我々スタジオノイのバルコニーを見事な森にしてくれた、お花屋さんご夫妻の住まい。
中古マンションを購入して、自分たちの好みにあわせてデザインしアレンジするのをお手伝いしました。
感性がとても近いご夫妻だったので、「あ・うん」の呼吸で諸々が決まっていきました。
(Atelier MASU時代物件)
 
 

森の中のアパルトマン

スキなもの「だけ」に囲まれた家


一つ一つ選ばれてきたお気に入りたち

断捨離なんて言葉が出てくるずっと前から、ご夫妻の整理整頓術は見事なものでした。とにかく徹底的と言える程、気に入ったもの以外は持たない。何かを持ったら、それまでの何かを処分する。そうして集められた物たちは、どれも個性豊かで味わい深いものばかりでした。
コンパクトながらも、美しく暮らす。それを実践できるハイレベルな「住まい力」を持ったご夫妻と子供さんの家のお手伝いは、とても楽しいものでした。


ガラスモザイクタイルと木製棚 

タイル好き話題で盛り上がる奥様。スタジオノイのダイニングの壁を見て、ガラスモザイクタイルに魅了され、自邸のどこかに使いたい!というご希望をもたれていたので洗面台の背面ライニング部分に使用しました。壁に埋め込んだ木製の棚や、ラフなタイルの目地などが、独特の雰囲気と味わいを醸し出しています。
季節のお花や小物を飾るセンスは流石。毎回素敵に演出されていました。 

キッチンはチョコレート色

キッチンはシンプルなI型。壁面にはベージュ色のモザイクタイルに、目地をチョコレート色にするというちょっとした冒険をしてみました。
お気に入りたちに囲まれて、毎日のお料理も楽しくなるように。
娘さんもお手伝いが大好きで、一緒にお料理も楽しんでいました。

最小限でも最大限の効果を

内装材は、既存で使用できるものはなるべく残す計画としました。
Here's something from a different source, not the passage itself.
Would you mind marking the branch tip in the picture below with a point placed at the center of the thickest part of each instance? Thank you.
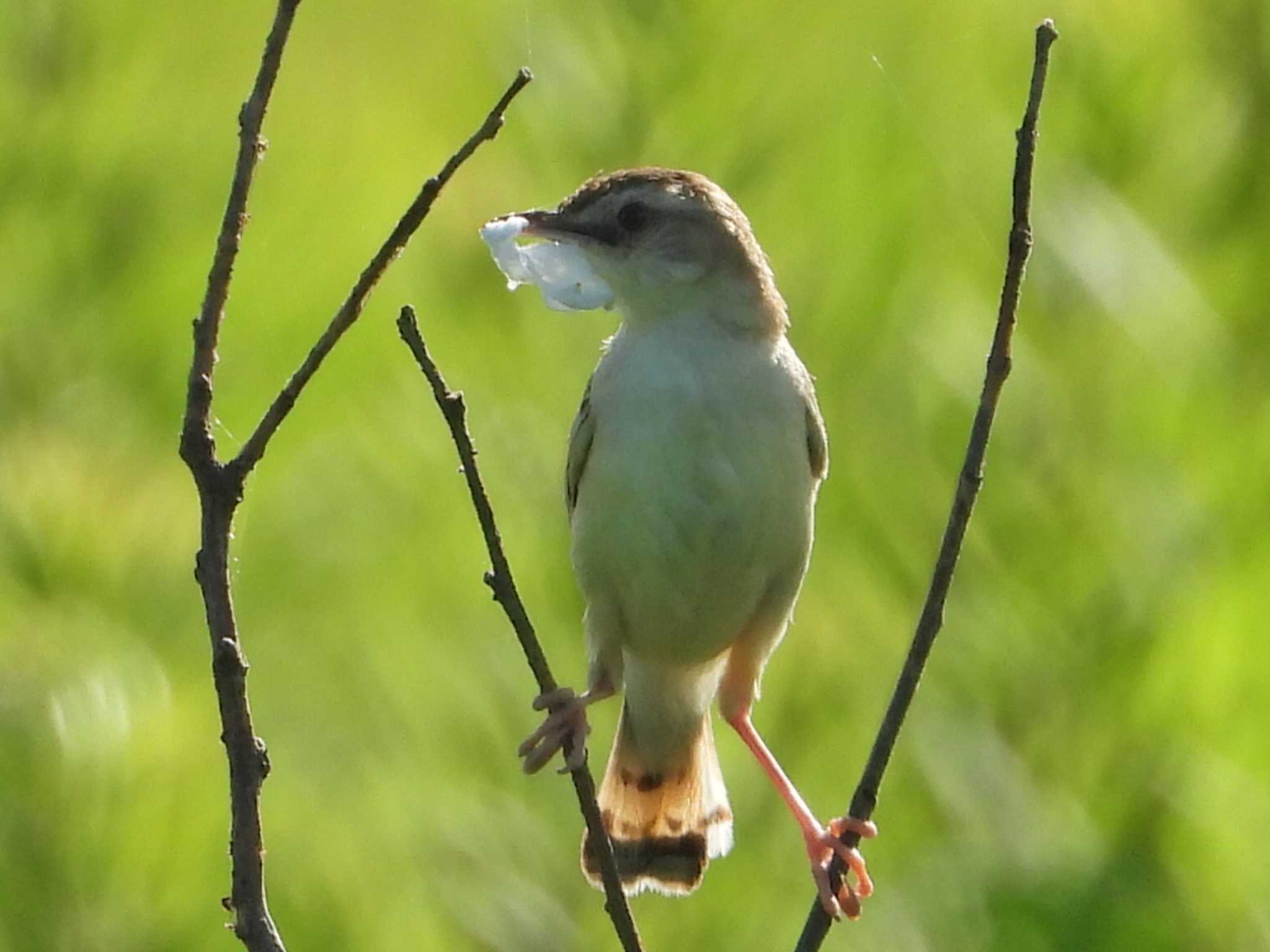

床のフローリングや建具などは、現在のシートものとちがって天然木のものが使われていたので、クリーニングや再塗装などで綺麗にして使いました。下足入れも見事な天然木カウンターだったので既存を残して、扉だけ表面に木目調シートを選んで上貼りをしてイメージチェンジしました。カウンター上のタイルと一緒になって、パンチのきいたデザインの玄関へと生まれ変わっりました。ここも季節のディスプレイスペースとして大活躍でした


 

ぬくもりを感じる空間

天然木のあたたかい風合いのテーブルと布張りの椅子。
珪藻土のアクセントウォールとモザイクタイル貼りのキッチン。
それぞれのアイテムが折り重なって、ひとつのあたたかい空間をつくりあげています。